Het voeren van de regie over de zitting, waaronder het aan het woord laten van een partij, het onderbreken van een partij die aan het woord is, of het al dan niet toelaten van een schorsingsverzoek, is een aan de rechter toebedeelde taak. Ook als daarbij een of meer voor een partij ongunstige beslissingen worden genomen is dat in beginsel geen grond voor wraking. Alleen als die beslissingen, al dan niet in samenhang gezien, gelet op de motivering of de wijze van totstandkoming zo onjuist of onbegrijpelijk zijn dat deze uitsluitend door vooringenomenheid kunnen worden verklaard, kan er grond zijn voor een wraking. De aangevoerde gronden halen deze hoge drempel niet. Ook voormelde omstandigheden bij elkaar genomen leveren geen zwaarwegende aanwijzing op dat sprake is van (de objectieve gerechtvaardigde schijn van) partijdigheid van de rechter.
3.4
Verzoekster heeft in voormelde brief van 7 november 2018 voorts nog meegedeeld dat de vooringenomenheid van de rechter blijkt uit zijn woordgebruik “omzeilen” en “lospeuteren” in zijn schriftelijke reactie op het wrakingsverzoek.

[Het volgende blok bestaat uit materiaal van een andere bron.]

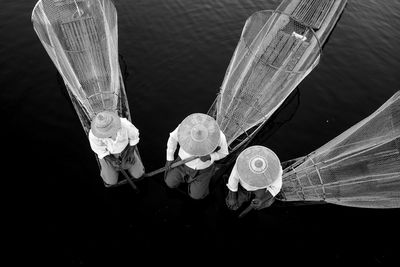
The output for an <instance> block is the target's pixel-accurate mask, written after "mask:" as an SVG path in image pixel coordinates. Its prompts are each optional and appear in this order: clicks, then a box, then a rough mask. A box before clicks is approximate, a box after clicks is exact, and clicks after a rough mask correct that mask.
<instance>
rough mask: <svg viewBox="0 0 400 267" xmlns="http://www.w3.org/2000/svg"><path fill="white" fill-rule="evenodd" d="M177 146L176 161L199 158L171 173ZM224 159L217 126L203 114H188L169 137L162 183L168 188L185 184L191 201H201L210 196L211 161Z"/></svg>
mask: <svg viewBox="0 0 400 267" xmlns="http://www.w3.org/2000/svg"><path fill="white" fill-rule="evenodd" d="M178 143H179V145H180V148H179V153H178V157H177V159H176V161H180V160H185V159H188V158H190V157H193V156H198V158H196V159H194V160H192V161H189V162H187V163H185V164H182V165H180V166H178V167H175V168H173V169H170V166H171V164H172V162H173V161H174V154H175V150H176V148H177V145H178ZM227 155H228V144H227V142H226V137H225V135H224V133H223V132H222V131H221V130H220V129H219V126H218V124H217V122H216V121H215V120H214V119H213V118H212V117H210V116H208V115H206V114H202V113H194V114H191V115H189V116H188V117H186V118H185V119H184V120H183V121H182V123H181V124H179V125H178V127H177V128H176V129H175V130H174V131H173V132H171V133H170V135H169V139H168V143H167V162H166V167H167V168H166V172H165V183H166V184H167V186H168V187H169V188H177V187H179V185H181V184H182V183H186V184H188V194H189V196H190V197H191V198H193V199H203V198H205V197H206V196H207V195H208V194H209V184H210V180H211V177H212V176H213V174H214V161H216V160H220V159H222V158H224V157H226V156H227Z"/></svg>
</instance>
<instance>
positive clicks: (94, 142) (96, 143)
mask: <svg viewBox="0 0 400 267" xmlns="http://www.w3.org/2000/svg"><path fill="white" fill-rule="evenodd" d="M89 144H90V148H91V149H92V150H93V151H94V152H95V153H96V154H97V156H98V158H99V159H103V158H104V157H105V156H108V155H110V152H109V151H108V150H107V145H106V144H105V143H104V142H103V141H102V140H101V138H98V137H96V136H94V135H93V133H92V131H91V130H90V131H89Z"/></svg>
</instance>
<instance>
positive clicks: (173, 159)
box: [167, 125, 179, 162]
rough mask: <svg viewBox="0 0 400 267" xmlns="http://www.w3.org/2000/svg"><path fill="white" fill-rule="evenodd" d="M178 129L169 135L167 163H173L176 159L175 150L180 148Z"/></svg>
mask: <svg viewBox="0 0 400 267" xmlns="http://www.w3.org/2000/svg"><path fill="white" fill-rule="evenodd" d="M178 129H179V125H178V127H177V128H176V129H175V130H174V131H173V132H171V133H170V134H169V138H168V141H167V161H170V162H172V161H173V160H174V158H175V150H176V148H177V146H178Z"/></svg>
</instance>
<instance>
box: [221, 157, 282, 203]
mask: <svg viewBox="0 0 400 267" xmlns="http://www.w3.org/2000/svg"><path fill="white" fill-rule="evenodd" d="M282 173H283V170H282V168H281V170H280V173H279V178H278V179H276V180H275V181H274V182H273V183H272V184H270V185H269V186H267V187H266V190H268V191H269V192H270V193H271V195H272V196H273V197H275V196H276V195H277V194H278V193H279V191H281V188H282ZM239 183H240V185H241V186H243V188H244V189H246V190H247V191H256V190H259V189H263V188H259V187H253V186H250V185H248V184H246V183H244V182H243V181H242V180H241V179H240V176H239V173H238V171H237V168H236V164H235V166H233V169H232V172H231V175H230V176H229V180H228V183H227V184H226V186H227V187H228V188H229V190H231V191H232V192H237V190H238V184H239Z"/></svg>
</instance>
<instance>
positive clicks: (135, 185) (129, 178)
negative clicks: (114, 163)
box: [121, 169, 139, 192]
mask: <svg viewBox="0 0 400 267" xmlns="http://www.w3.org/2000/svg"><path fill="white" fill-rule="evenodd" d="M121 172H122V174H123V175H124V176H125V180H124V181H128V183H129V184H130V185H131V186H132V188H133V190H135V191H136V192H139V189H138V188H137V186H136V185H135V184H134V183H133V182H132V180H131V178H130V177H129V175H128V174H127V173H126V171H125V170H124V169H121Z"/></svg>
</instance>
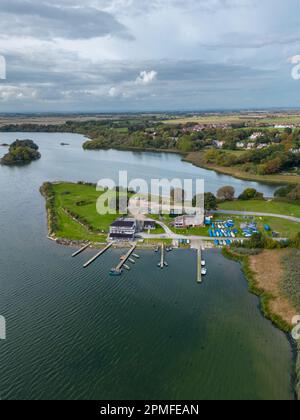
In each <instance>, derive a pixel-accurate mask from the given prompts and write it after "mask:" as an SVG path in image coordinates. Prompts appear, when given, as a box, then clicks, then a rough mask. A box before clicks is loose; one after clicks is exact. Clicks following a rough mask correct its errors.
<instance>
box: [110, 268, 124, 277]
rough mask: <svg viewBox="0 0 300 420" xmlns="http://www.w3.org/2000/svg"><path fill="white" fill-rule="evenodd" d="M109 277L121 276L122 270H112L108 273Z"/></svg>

De wrakingskamer constateert dat deze uitlatingen, wat daar verder ook van zij, zijn gedaan na het wrakingsverzoek van 29 oktober 2018, zodat het nieuwe gronden betreft en zal deze gronden in het kader van deze wrakingsprocedure buiten beschouwing laten.
3.5
Gelet op het voorgaande wordt het verzoek tot wraking afgewezen.

4.De beslissing

De rechtbank wijst het verzoek tot wraking af.
Deze beslissing is gegeven door de mrs. T.P.E.E. van Groeningen, S.J. Peerdeman en J.R. Veerman in tegenwoordigheid van de griffier mr. N.J.H. Klomp en in openbaar uitgesproken op 15 november 2018
de griffier de voorzitter
Tegen deze beslissing staat geen rechtsmiddel open.